Lifestyle... Issue 0502-01
February 12, 2005
Food, growing or catching, preparing, and especially eating in the leisurely company of family and friends, is at the center of Mediterranean living. When I was growing up, all meals were an occasion: whether a weeknight home-made chicken soup, rice and good Italian bread before retiring to hours of homework, or Sunday meals with spaghetti, meatballs, bread, salad and fruit...or the holiday extravaganzas that would start at 1:30 PM and extend for or five hours, with never a lapse in the conversation: soup, followed in order by pasta or ravioli, ragu and meatballs, chicken cacciatore or a fish dish with roasted potatoes, tossed fresh salad and tomatoes, fresh fruit, dried figs and nuts, and finally dessert - like my favorite "pastiere", now called Italian cheesecake but with more ingredients (like orange rind and citron) and more imagination. And, of course, red wine...first a little in water, and then straight. Then the men would retire to the living room for more conversation, and the women would clean up. (Whoops, did I say that? That was in the "Old Days").

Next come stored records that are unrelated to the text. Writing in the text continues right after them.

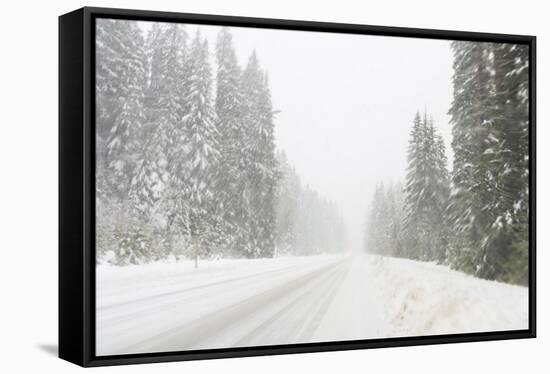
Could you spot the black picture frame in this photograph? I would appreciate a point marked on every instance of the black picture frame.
(77, 199)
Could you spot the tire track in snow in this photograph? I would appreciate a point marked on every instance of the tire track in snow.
(193, 334)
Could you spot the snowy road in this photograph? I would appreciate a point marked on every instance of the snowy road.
(236, 303)
(282, 304)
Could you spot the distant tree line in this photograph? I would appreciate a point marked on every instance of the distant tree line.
(306, 222)
(475, 218)
(186, 162)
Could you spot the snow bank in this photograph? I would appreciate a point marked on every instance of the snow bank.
(428, 299)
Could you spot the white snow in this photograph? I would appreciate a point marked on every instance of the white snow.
(230, 303)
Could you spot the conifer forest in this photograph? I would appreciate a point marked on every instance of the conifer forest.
(264, 186)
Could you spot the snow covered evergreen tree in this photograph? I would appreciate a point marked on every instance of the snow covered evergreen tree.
(426, 193)
(383, 231)
(489, 204)
(231, 140)
(259, 163)
(120, 78)
(202, 151)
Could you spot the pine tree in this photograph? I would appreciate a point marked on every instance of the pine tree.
(258, 163)
(426, 193)
(120, 79)
(202, 150)
(231, 138)
(490, 140)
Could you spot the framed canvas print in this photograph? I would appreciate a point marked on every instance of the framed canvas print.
(236, 186)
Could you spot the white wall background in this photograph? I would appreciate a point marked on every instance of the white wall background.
(28, 184)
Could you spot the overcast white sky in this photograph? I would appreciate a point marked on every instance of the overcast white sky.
(346, 105)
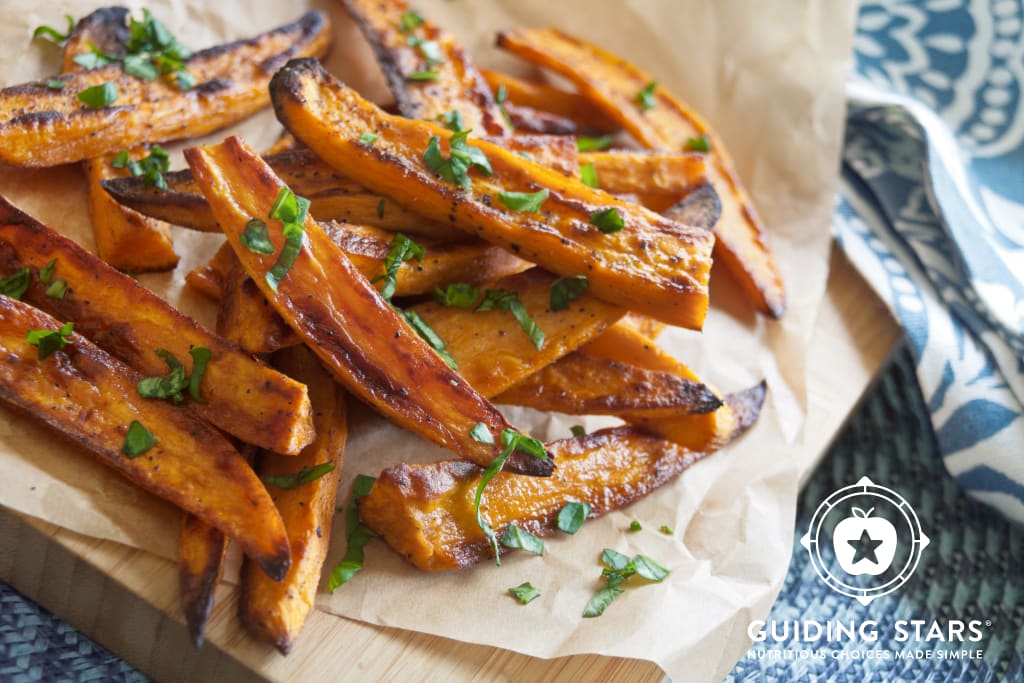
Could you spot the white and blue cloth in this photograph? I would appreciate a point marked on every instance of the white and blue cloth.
(931, 211)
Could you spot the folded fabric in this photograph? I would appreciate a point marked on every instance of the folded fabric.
(932, 213)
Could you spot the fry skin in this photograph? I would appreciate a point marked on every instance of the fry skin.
(342, 317)
(244, 397)
(652, 264)
(91, 398)
(44, 127)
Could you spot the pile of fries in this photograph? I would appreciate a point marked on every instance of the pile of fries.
(492, 241)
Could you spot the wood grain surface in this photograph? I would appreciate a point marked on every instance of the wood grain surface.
(128, 600)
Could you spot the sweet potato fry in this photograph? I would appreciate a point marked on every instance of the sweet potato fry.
(626, 173)
(493, 352)
(40, 126)
(90, 397)
(125, 239)
(583, 384)
(244, 397)
(651, 264)
(613, 85)
(202, 549)
(343, 318)
(428, 72)
(425, 512)
(571, 105)
(274, 611)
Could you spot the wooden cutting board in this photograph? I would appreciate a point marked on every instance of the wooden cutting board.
(128, 599)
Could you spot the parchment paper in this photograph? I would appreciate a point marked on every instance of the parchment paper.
(769, 77)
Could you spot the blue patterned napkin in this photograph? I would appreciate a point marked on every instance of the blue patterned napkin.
(932, 213)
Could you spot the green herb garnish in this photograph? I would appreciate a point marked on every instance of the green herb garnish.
(355, 534)
(49, 341)
(585, 143)
(645, 98)
(607, 221)
(99, 95)
(567, 289)
(514, 538)
(52, 35)
(138, 439)
(461, 159)
(525, 202)
(256, 239)
(524, 593)
(460, 295)
(16, 285)
(508, 300)
(293, 479)
(588, 175)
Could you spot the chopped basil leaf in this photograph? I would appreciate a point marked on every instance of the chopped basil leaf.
(460, 295)
(567, 289)
(402, 249)
(480, 433)
(99, 95)
(525, 202)
(572, 515)
(294, 479)
(255, 238)
(524, 593)
(700, 143)
(16, 285)
(518, 538)
(423, 75)
(56, 289)
(585, 143)
(49, 341)
(607, 221)
(452, 121)
(461, 159)
(429, 336)
(138, 439)
(52, 35)
(648, 568)
(588, 175)
(614, 560)
(645, 98)
(356, 536)
(601, 600)
(410, 20)
(508, 300)
(201, 357)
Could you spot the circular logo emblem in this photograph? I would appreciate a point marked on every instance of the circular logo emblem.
(864, 541)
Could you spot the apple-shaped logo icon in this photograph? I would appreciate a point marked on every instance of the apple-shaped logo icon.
(864, 544)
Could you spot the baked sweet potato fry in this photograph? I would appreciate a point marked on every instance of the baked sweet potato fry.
(244, 397)
(40, 126)
(425, 512)
(343, 318)
(202, 549)
(541, 96)
(614, 86)
(125, 239)
(627, 173)
(651, 264)
(274, 611)
(90, 397)
(583, 384)
(428, 72)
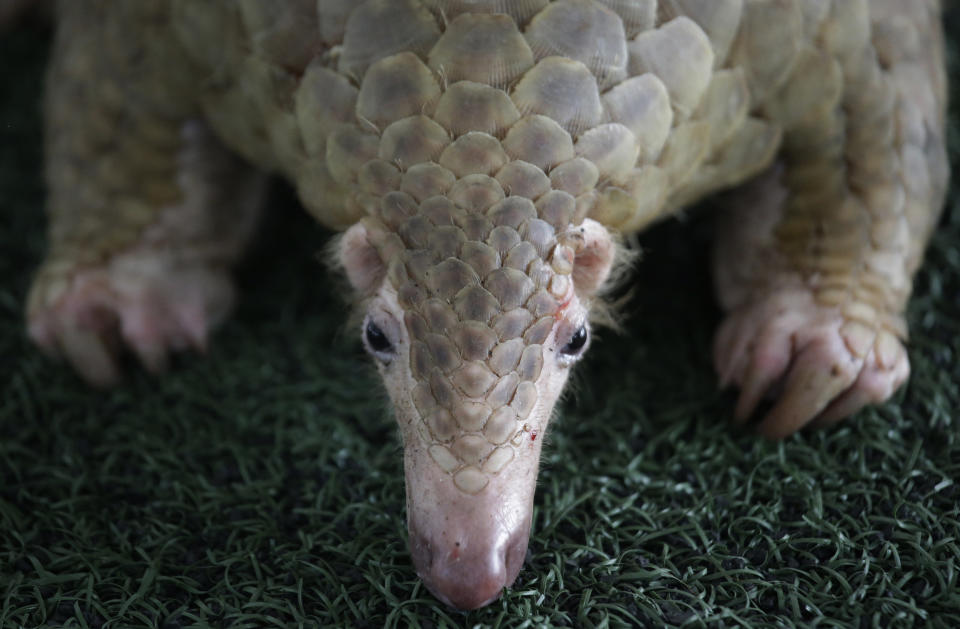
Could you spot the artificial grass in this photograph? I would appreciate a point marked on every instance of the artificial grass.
(262, 484)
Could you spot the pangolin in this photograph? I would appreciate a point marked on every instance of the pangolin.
(482, 158)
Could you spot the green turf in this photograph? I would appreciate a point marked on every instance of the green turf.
(262, 485)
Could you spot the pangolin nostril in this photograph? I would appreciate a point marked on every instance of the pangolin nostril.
(468, 571)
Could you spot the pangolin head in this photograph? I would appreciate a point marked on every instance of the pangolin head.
(469, 170)
(477, 305)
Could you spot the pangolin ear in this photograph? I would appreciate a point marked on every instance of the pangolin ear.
(360, 260)
(594, 260)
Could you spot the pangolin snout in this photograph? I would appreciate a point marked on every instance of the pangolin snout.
(467, 567)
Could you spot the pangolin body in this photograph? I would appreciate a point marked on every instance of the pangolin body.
(480, 152)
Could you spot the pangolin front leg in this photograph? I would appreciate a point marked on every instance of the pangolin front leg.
(147, 209)
(815, 259)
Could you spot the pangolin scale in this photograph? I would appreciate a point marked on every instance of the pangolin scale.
(480, 155)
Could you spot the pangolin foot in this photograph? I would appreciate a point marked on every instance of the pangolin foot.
(149, 302)
(821, 365)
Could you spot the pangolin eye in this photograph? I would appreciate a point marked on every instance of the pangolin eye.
(576, 343)
(377, 342)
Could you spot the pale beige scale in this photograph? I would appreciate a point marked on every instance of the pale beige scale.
(471, 146)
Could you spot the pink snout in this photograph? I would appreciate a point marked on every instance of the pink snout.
(468, 566)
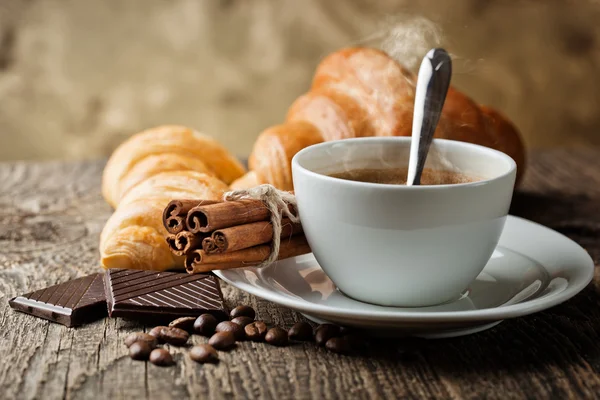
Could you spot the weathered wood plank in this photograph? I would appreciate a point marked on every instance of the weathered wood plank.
(51, 215)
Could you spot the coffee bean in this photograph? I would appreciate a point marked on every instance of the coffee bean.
(152, 341)
(276, 336)
(156, 333)
(242, 321)
(344, 330)
(243, 311)
(325, 332)
(204, 353)
(171, 335)
(140, 350)
(161, 357)
(205, 325)
(301, 331)
(339, 345)
(222, 340)
(256, 331)
(228, 326)
(185, 323)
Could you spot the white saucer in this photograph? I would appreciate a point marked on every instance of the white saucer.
(533, 268)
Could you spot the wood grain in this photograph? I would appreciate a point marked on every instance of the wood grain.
(51, 215)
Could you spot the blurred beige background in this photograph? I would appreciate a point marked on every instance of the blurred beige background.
(79, 76)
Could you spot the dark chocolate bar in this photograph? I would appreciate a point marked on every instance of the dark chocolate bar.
(71, 303)
(151, 295)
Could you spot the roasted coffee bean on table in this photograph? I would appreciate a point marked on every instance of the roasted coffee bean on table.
(185, 323)
(325, 332)
(140, 351)
(243, 311)
(228, 326)
(277, 336)
(204, 353)
(205, 325)
(256, 331)
(161, 357)
(341, 345)
(242, 321)
(222, 340)
(301, 331)
(171, 335)
(151, 340)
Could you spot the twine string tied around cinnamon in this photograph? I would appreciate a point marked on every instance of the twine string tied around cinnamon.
(278, 203)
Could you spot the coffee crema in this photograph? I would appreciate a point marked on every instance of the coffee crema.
(398, 176)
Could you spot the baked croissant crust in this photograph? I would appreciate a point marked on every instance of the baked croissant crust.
(363, 92)
(161, 149)
(142, 176)
(134, 236)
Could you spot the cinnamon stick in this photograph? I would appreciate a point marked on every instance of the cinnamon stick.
(175, 214)
(248, 235)
(207, 218)
(209, 245)
(184, 242)
(199, 261)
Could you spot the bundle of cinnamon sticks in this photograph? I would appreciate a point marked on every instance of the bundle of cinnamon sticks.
(228, 234)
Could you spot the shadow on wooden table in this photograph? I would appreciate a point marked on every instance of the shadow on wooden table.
(563, 340)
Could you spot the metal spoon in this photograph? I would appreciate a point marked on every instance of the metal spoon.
(432, 86)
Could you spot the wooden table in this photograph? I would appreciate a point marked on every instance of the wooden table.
(52, 213)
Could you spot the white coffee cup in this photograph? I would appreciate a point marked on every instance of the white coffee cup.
(397, 245)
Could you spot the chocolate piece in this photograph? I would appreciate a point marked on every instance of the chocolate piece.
(162, 296)
(71, 303)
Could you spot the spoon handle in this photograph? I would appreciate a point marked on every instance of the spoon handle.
(432, 86)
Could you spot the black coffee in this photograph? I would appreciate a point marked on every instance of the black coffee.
(397, 176)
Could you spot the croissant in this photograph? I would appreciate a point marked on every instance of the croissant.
(363, 92)
(142, 176)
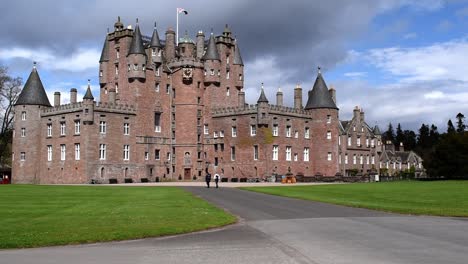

Today, families fly in and fly out, like some rapidly turned kaleidoscope. Not good, for digestion, for family cohesion or for individual development. But maybe there's hope. Did you see the recent ad for KFC, where a nuclear family is uncomfortably sitting at table wondering what they are doing there, only to have Mom save the day with a bucket of fried chicken and "a meal."